# play station MOD chips



## gdatuk (Oct 1, 2005)

hi guys
i would like to know something about mod chips for ps2
i have the slim version(UK) 
i want to run my DVDs which i write using my dvd writer
so i need to add a MOD chip
1) Is it safe to MOD a PS2?
2)i enquired with a shop in spencers, chennai - they offered to do it for 2100
then another shop told that he will do it for 3900 when asked reason for cost he told..he does it with original sony mod chip
Does sony do such MOD chips? which one should i go for?

3) CAN I TAKE THE RISK?


----------



## john_the_ultimate (Oct 1, 2005)

Before modding remember that ur warranty will no longer be valid and sony will not be responsible for any damage caused. As for if it is safe......yes it is safe to mod ur ps2 but make sure that some professional person does it. Sony itself doesn't make mod chip(why should they). As for the price is varies from place to place so no exact price could be quoted. My friend has a ps2 as well as xbox both with mod chip installed. I had a modded ps2 which I sold, I want to get the new console ps3 or maybe xbox2.


----------



## Keith Sebastian (Oct 2, 2005)

gdatuk said:
			
		

> i want to run my DVDs which i write using my dvd writer
> so i need to add a MOD chip



You do not need a mod chip to run your home made DVD's as they do not have region protection. This applies to backed up DVD's too. Pretty sure as I'm doing it right now on my cousin's PS2 (regular). The slim one, I don't think is different but I'm not very sure. I got my slim pre-modded.

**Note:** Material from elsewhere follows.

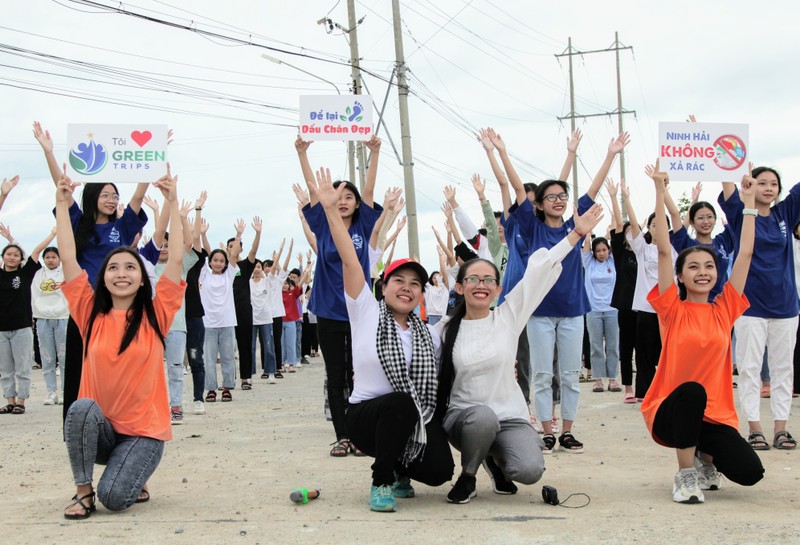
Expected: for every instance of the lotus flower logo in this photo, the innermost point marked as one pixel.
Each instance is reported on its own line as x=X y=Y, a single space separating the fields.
x=89 y=158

If you're wary of mod chipping, you can always use the knife swap trick. Google for instructions.

*www.geocities.com/raibee/knife.html

Keith


----------



## thunderbird.117 (Oct 3, 2005)

the knife trick will damage the tray buddy

mod is the best.

it will be to expensive.


----------



## magnet (Oct 3, 2005)

in india i guess they use aladin chip to mod....but a frnd who recently went to malaysia   had a met with a guy who suggested  the worst mod chip ever is aladin....this guy used to mod ps2...and was hardly 17....sorry dude i 4 got the name of best mod chip so far.....


----------